Joint Estimation and Prediction of City-wide Delivery Demand: A Large Language Model Empowered Graph-based Learning Approach
This work addresses a pressing issue in urban logistics for e-commerce and delivery services by enabling better demand forecasting and cross-city generalization, though it is incremental as it builds on existing graph-based and LLM methods.
The paper tackles the joint estimation and prediction of city-wide delivery demand and generalization to new cities by proposing a transferable graph-based spatiotemporal learning approach that integrates large language models for geospatial knowledge, achieving significant improvements in accuracy, efficiency, and transferability over state-of-the-art baselines on datasets from eight cities in China and the US.

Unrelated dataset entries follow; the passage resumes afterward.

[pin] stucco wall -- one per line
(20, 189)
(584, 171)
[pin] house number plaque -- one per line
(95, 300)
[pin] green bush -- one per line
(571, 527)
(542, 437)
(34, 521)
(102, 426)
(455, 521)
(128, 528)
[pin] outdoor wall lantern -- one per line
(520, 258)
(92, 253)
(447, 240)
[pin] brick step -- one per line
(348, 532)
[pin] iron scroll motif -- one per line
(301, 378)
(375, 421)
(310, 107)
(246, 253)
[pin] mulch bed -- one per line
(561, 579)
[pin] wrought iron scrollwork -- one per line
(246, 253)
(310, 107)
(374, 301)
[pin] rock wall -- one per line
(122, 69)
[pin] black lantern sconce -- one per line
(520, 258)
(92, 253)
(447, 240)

The proliferation of e-commerce and urbanization has significantly intensified delivery operations in urban areas, boosting the volume and complexity of delivery demand. Data-driven predictive methods, especially those utilizing machine learning techniques, have emerged to handle these complexities in urban delivery demand management problems. One particularly pressing issue that has yet to be sufficiently addressed is the joint estimation and prediction of city-wide delivery demand, as well as the generalization of the model to new cities. To this end, we formulate this problem as a transferable graph-based spatiotemporal learning task. First, an individual-collective message-passing neural network model is formalized to capture the interaction between demand patterns of associated regions. Second, by exploiting recent advances in large language models (LLMs), we extract general geospatial knowledge encodings from the unstructured locational data using the embedding generated by LLMs. Last, to encourage the cross-city generalization of the model, we integrate the encoding into the demand predictor in a transferable way. Comprehensive empirical evaluation results on two real-world delivery datasets, including eight cities in China and the US, demonstrate that our model significantly outperforms state-of-the-art baselines in accuracy, efficiency, and transferability.